Abdullah Tariki is in and out of Cairo frequently, helping organize arms shipments to Saudi Arabian dissidents by air and across the long, empty border with Kuwait. Nasser has won over Saudi Ara bia's Ambassador to West Germany, who resigned a fortnight ago in protest at his country's failure to institute reforms. At least six other Saudi ambassadors are sympathetic to Nasser's cause.
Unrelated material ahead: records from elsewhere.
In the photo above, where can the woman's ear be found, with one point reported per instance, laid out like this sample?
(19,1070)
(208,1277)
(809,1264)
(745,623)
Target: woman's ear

Accented Voice. All the Arab world is influenced by Nasser's genius as a propagandist. Rising to share Cairo's skyline with the huge dome of the Mohammed Ali mosque is a forest of transmitting antennas that carry Radio Cairo's message to all the world. Cairo's voice bears many accents. There is the overt Voice of the Arabs, and a whole concatenation of '"Voices" (Voice of the Arab Nation, Free Voice of Iran, Voice of Free Africa, etc.), which bleat incitement to rebellion with no identification of their Egyptian origin. The transmitting complex is elaborate and devilishly clever. Recently, Somali-language transmissions have supported the claims of Somalia to a portion of northeast Kenya, while Swahili broadcasts aimed at Kenya denounce the idea. A U.S. construction firm is building a new transmitter, which will be beamed at Tunisia and aimed at destroying President Habib Bourguiba.